The Sierra Club was along for that ride before 2010, but under Brune, the organization has shifted to a leap-frog position when it comes to the confounded natural gas bridge. Given the terrifying contours of the global-warming moment, that can’t happen soon enough for the organization, or the planet.

“Coal and nuclear are dying out under the weight of their own failings,” Hastings says. “That’s all going away, anyway, and there has been double-digit growth in renewables, in wind and solar.” Hastings credits the community-choice movement for pushing utilities away from tried-and-true energy sources and for “putting pressure on the market to get the cleaner sources,” which also include hydropower and, especially in these parts, geothermal energy.

But still there are jobs and the economy to consider, and Obama is not the first Democratic president to encourage or otherwise unencumber an industry experiencing economic growth despite its cost to the environment or negative impact on greenhouse gas emissions. Obama launched his presidency with a commitment to all forms of energy that is mirrored in Gov. Jerry Brown’s embrace of fracking. Before Obama, dial back to the era of the first Clinton who stood by the side of the road during his presidency and watched the SUV-ization of American highways at the urging and insistence of an auto industry that saw big growth potential—if only domestic consumers could access those gas-guzzling, high-emissions vehicles.

For his part, Brown has pushed the state forward with nation-leading carbon-emissions standards, even as he has accepted millions in donations from the gas-and-oil industry and vigorously resisted calls and legislative efforts to ban fracking in California outright.

Brune says that the Sierra Club engages these high-tone political dynamics in distinct ways. When politicians refrain from getting in the way of a recovering economy despite the environmental consequences, the organization “will point out the risks of all-of-the-above or with a reliance on SUVs,” he says.

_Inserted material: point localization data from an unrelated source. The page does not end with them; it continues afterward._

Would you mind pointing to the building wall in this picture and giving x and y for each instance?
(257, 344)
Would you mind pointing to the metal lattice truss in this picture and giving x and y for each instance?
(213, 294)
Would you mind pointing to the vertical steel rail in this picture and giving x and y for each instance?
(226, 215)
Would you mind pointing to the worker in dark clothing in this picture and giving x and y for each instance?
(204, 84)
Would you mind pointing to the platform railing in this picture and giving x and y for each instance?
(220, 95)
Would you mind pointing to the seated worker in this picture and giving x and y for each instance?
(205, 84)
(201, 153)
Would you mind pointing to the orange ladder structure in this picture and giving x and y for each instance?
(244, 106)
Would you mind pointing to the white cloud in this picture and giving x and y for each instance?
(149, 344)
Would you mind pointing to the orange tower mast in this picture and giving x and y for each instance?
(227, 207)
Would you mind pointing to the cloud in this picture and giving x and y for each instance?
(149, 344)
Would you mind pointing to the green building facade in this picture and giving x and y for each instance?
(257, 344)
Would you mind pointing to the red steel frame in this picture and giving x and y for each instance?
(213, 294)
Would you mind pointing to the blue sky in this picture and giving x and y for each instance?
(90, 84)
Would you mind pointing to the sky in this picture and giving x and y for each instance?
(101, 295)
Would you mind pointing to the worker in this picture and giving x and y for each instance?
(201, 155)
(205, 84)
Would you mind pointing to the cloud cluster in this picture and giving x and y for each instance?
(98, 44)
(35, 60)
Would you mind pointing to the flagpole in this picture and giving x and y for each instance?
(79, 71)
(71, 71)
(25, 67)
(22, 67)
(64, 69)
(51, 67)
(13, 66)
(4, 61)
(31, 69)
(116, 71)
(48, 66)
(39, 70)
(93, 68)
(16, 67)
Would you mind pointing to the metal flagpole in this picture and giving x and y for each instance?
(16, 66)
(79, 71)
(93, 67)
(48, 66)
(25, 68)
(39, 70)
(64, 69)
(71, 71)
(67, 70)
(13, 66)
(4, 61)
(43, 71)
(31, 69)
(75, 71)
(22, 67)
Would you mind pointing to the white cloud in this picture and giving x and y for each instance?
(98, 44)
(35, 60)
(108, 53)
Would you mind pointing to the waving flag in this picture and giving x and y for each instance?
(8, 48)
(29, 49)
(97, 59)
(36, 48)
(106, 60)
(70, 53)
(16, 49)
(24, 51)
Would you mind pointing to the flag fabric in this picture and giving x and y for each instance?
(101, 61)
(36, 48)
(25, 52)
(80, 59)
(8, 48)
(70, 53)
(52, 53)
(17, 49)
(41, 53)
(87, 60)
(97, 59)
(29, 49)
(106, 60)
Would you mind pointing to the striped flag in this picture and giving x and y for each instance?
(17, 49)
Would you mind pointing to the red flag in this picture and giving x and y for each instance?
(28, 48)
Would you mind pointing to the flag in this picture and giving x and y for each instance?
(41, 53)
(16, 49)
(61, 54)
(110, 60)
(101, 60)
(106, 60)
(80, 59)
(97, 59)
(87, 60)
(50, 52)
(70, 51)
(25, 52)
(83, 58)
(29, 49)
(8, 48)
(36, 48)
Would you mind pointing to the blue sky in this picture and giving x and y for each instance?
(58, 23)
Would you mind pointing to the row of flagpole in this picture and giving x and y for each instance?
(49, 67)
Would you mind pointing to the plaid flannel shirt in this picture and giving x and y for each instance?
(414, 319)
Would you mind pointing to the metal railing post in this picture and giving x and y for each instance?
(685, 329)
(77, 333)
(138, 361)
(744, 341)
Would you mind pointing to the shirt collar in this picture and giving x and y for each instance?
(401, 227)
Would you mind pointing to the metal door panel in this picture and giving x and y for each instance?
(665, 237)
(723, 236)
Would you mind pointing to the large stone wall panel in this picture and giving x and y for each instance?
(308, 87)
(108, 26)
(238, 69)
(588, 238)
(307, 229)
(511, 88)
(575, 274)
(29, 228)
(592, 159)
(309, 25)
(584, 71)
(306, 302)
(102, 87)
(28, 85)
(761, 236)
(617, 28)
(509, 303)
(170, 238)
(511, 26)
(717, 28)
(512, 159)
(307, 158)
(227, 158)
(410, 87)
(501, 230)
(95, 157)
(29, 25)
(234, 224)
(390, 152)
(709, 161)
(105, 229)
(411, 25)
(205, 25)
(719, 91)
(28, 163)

They’ve worked with the hand dealt by lawmakers, and when it came to the Obama all-of-the-above strategy, the Sierra Club put an emphasis on making sure that all-of-the-above meant that all energy producers were operating on a level playing field “where they would have to account for their pollution,” Brune says.

The relentless, and some would say ruthless, anti-coal posture, in tandem with new environmental standards from the federal Environmental Protection Agency, has made it virtually impossible for the coal industry to compete in the new energy economy, much to the chagrin of climate change deniers and defenders of the coal-blackened white workers of Virginia and elsewhere.

At the same time the Sierra Club engaged and enraged the polluters, it was also “pushing as hard as we possibly can to advance clean energy,” Brune says, which took all sorts of forms including direct negotiations with utilities and corporate polluters. “We want to help any company large or small become more environmentally responsible and move to 100 percent clean energy,” Brune says.

Depending on the company, the Sierra Club will either take a very confrontational approach (i.e., the coal industry) or will work in a more collaborative manner “to help those companies change their energy strategies.”

Despite the terrifying state of global-warming affairs described by Obama, Brune says not to expect any future president, or Gov. Brown, to back away from fracking or other job-creating enterprises of questionable environmental wisdom.

“It’s the same thing with Brown or with Clinton, should she become president,” he says. “Both will point to the jobs associated with fracking, and we will point to the environmental risks associated with fracking.”